I found myself constantly asking basic questions about the build process: “Where does the multipass configuration live? Why do the various VMs appear to stomp on each other in the build process? Can I give a VM extra RAM or CPU horsepower? Can I reconfigure a VM post spin-up? Can I rename a VM?” Some of these I still don’t have a clue about. These paper cuts will continue to impede adoption of snaps even if they’re a great solution to a common set of problems. That said, snaps are quite close to being ready for primetime. The documentation leaves a lot to be desired, but the paper cuts these days are just that, paper cuts. They aren’t debilitating wounds.

Having never tried to bundle a Flatpak or Appimage I don’t have full insight, but I don’t think these particular pain points (or anything else I’ve mentioned) are unique to snaps. Flatpack has confinement problems like snaps, it has a confounded build system, and I suspect it has similarly sparse documentation.

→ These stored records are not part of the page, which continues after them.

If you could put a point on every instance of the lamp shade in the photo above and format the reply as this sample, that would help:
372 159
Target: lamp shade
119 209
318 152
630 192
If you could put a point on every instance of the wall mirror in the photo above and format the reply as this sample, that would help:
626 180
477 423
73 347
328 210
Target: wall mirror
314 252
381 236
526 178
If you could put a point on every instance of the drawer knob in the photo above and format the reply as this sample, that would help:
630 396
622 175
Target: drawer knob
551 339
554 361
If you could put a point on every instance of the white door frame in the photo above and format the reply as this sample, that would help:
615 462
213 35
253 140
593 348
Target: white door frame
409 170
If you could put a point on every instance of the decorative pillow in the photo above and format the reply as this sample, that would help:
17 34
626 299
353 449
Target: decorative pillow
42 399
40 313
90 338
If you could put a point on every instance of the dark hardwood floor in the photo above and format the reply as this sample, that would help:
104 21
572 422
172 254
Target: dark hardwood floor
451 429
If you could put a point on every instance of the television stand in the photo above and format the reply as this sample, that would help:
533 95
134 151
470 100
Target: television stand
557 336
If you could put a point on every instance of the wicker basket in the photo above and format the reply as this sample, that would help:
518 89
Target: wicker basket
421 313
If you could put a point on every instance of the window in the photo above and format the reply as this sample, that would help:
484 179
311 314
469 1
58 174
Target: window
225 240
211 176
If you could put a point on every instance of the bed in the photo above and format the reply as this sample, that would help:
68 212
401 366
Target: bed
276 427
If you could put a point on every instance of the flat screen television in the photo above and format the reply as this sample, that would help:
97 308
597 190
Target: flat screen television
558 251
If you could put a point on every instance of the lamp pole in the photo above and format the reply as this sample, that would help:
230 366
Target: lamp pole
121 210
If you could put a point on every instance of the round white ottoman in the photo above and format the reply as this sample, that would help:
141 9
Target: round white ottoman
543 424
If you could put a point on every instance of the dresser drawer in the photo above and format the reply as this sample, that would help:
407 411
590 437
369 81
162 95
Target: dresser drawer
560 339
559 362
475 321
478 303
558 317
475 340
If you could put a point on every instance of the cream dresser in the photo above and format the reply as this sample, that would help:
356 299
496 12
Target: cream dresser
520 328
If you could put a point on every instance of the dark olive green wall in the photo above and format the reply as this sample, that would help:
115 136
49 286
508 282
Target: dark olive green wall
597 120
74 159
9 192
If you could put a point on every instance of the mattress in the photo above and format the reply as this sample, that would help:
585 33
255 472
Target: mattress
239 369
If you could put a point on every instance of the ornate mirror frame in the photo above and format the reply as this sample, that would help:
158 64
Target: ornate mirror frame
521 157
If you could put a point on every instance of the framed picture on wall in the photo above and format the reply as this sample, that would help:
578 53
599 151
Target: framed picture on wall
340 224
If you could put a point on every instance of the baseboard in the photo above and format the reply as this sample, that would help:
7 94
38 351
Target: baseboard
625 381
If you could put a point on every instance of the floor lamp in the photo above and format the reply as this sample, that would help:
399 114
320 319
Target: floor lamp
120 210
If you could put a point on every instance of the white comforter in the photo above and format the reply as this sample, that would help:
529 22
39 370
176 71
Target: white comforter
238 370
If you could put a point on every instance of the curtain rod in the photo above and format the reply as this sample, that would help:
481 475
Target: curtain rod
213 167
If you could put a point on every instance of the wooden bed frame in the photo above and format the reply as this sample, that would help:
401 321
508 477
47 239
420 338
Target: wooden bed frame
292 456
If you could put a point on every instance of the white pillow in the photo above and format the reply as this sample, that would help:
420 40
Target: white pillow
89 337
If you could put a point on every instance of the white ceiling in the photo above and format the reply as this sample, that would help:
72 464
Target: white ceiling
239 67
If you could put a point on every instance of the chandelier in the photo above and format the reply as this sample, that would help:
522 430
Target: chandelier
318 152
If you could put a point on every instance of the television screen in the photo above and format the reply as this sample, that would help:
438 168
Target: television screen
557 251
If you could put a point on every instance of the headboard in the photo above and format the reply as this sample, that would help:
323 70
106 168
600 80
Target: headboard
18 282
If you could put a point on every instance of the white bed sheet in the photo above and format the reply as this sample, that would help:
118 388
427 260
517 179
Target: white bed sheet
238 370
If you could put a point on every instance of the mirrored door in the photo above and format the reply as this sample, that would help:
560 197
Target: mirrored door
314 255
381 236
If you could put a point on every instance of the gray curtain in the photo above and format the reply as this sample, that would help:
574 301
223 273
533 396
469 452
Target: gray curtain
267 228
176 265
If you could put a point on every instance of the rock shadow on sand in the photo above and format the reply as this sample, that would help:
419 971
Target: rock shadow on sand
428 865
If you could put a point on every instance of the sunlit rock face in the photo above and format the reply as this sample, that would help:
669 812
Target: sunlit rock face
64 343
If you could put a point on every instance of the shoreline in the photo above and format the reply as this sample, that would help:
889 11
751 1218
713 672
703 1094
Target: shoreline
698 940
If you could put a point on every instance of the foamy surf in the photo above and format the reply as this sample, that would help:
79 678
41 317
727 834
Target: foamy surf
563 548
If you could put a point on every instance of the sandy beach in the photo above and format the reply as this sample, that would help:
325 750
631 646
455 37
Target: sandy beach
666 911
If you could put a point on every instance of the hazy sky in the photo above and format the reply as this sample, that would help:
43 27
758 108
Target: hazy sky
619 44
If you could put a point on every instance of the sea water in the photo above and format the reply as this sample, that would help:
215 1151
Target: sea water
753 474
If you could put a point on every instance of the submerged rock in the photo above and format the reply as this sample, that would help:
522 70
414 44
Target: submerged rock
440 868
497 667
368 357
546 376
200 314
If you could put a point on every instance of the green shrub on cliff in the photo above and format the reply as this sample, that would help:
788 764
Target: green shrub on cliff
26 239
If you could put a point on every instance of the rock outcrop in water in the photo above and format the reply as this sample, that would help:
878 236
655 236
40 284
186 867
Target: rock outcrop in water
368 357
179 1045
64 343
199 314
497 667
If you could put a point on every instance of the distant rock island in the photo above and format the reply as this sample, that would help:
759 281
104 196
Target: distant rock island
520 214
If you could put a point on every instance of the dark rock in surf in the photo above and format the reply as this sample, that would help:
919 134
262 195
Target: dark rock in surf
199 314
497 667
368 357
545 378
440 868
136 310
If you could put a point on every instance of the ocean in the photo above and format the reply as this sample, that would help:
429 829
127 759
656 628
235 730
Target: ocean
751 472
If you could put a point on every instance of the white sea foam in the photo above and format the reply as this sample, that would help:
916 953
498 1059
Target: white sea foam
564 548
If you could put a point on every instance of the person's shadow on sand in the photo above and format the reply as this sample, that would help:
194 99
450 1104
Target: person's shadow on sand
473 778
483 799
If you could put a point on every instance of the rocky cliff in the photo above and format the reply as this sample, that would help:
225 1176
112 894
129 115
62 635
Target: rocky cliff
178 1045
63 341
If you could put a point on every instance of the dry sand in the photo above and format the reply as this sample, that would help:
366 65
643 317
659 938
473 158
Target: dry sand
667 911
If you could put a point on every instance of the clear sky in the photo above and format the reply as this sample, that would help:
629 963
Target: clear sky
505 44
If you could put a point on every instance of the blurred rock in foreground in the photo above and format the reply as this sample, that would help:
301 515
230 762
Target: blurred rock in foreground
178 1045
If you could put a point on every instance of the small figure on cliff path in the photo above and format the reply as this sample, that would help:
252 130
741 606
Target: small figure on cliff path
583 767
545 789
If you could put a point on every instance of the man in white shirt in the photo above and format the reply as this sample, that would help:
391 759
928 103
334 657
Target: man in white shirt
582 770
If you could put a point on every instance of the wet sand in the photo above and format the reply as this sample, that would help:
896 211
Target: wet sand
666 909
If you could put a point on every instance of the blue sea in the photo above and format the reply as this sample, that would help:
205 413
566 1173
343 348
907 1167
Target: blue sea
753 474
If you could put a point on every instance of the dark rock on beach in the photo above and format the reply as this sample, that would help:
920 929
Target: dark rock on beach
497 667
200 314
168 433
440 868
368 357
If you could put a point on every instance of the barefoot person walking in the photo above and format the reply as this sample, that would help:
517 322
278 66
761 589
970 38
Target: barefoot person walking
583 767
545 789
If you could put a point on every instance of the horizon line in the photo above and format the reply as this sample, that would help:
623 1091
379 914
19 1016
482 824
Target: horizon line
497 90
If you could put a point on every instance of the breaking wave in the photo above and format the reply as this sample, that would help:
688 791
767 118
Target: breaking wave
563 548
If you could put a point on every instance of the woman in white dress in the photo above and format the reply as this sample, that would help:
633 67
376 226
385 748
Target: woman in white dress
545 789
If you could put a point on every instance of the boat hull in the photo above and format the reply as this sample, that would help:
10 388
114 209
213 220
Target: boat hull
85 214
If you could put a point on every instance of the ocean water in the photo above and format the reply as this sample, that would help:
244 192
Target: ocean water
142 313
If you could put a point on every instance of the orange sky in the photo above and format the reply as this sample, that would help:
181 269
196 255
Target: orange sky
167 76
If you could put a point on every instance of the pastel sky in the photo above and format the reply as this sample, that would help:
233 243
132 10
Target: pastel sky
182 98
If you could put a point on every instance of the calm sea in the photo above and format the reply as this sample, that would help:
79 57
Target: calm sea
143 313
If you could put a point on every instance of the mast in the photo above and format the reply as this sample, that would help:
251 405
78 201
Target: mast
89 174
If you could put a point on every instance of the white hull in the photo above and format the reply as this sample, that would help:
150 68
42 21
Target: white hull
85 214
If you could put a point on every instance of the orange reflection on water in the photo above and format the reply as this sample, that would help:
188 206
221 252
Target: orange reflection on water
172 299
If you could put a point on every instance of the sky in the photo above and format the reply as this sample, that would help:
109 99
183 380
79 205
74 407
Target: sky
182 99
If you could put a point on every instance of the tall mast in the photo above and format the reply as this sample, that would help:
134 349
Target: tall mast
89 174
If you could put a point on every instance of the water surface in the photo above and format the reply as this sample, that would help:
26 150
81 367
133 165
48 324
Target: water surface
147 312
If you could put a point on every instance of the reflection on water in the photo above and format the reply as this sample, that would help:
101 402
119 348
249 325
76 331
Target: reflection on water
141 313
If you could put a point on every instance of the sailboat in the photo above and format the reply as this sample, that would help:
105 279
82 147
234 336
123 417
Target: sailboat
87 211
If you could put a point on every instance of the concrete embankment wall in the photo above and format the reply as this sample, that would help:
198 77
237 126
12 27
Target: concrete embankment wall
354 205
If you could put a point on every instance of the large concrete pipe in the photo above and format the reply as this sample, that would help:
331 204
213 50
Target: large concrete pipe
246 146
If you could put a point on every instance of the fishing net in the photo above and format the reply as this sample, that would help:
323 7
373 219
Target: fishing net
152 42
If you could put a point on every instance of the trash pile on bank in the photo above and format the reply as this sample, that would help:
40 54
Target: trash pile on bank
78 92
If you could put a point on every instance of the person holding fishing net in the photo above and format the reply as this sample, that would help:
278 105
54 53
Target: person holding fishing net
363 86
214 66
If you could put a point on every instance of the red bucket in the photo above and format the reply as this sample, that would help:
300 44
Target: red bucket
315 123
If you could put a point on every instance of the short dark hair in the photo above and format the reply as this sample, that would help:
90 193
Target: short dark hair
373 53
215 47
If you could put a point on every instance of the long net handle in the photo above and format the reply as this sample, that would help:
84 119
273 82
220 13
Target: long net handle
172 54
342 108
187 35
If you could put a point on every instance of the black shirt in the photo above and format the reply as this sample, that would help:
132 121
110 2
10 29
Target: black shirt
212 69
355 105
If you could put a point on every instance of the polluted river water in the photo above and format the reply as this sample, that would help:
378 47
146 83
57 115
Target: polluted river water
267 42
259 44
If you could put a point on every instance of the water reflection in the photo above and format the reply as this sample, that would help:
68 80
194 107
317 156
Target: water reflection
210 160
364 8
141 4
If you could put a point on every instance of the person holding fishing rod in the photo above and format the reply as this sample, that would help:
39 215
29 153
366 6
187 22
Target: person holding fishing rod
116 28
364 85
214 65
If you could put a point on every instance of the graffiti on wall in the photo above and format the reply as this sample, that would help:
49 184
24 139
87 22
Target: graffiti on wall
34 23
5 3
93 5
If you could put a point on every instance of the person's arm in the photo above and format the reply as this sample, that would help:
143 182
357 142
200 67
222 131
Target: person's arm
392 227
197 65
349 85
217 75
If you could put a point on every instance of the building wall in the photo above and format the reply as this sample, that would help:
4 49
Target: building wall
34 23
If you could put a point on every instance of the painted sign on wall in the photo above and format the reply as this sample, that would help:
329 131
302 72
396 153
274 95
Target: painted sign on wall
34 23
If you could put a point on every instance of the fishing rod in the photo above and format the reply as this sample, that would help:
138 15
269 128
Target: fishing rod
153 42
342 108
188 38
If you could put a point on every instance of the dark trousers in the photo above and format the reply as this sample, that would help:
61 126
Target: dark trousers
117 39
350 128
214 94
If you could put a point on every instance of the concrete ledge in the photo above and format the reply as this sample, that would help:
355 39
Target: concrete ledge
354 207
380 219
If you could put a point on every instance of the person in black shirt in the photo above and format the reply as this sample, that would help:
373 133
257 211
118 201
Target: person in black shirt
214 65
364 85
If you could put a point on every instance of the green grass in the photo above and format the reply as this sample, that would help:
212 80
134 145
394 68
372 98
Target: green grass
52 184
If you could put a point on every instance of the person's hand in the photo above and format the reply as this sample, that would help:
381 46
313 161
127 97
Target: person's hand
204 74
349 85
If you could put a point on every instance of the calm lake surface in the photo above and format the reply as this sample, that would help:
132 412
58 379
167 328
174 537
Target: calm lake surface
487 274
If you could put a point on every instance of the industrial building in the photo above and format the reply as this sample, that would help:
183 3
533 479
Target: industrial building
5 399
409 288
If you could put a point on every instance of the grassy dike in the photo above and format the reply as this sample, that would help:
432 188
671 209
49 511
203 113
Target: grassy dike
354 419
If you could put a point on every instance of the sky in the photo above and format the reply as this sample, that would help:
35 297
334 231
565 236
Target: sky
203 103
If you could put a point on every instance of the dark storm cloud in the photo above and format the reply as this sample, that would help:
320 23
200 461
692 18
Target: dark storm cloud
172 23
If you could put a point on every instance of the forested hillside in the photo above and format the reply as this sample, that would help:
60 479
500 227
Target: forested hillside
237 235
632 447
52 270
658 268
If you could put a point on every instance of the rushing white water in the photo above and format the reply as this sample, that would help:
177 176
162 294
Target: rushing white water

I’m left in resignation that packaging will always suck to learn, but on the upside, soon a really cool binary hacking tool will be accessible to users of likely quite old Ubuntu releases.


  1. SOAPBOX: has anyone who isn’t a kernel maintainer ever tried to rebuild the kernel package? How many build failures did you go through before you finished? Do you have any faith in the final output being “correct”? 

  2. See Cawbird for the project fork since Corebird’s demise.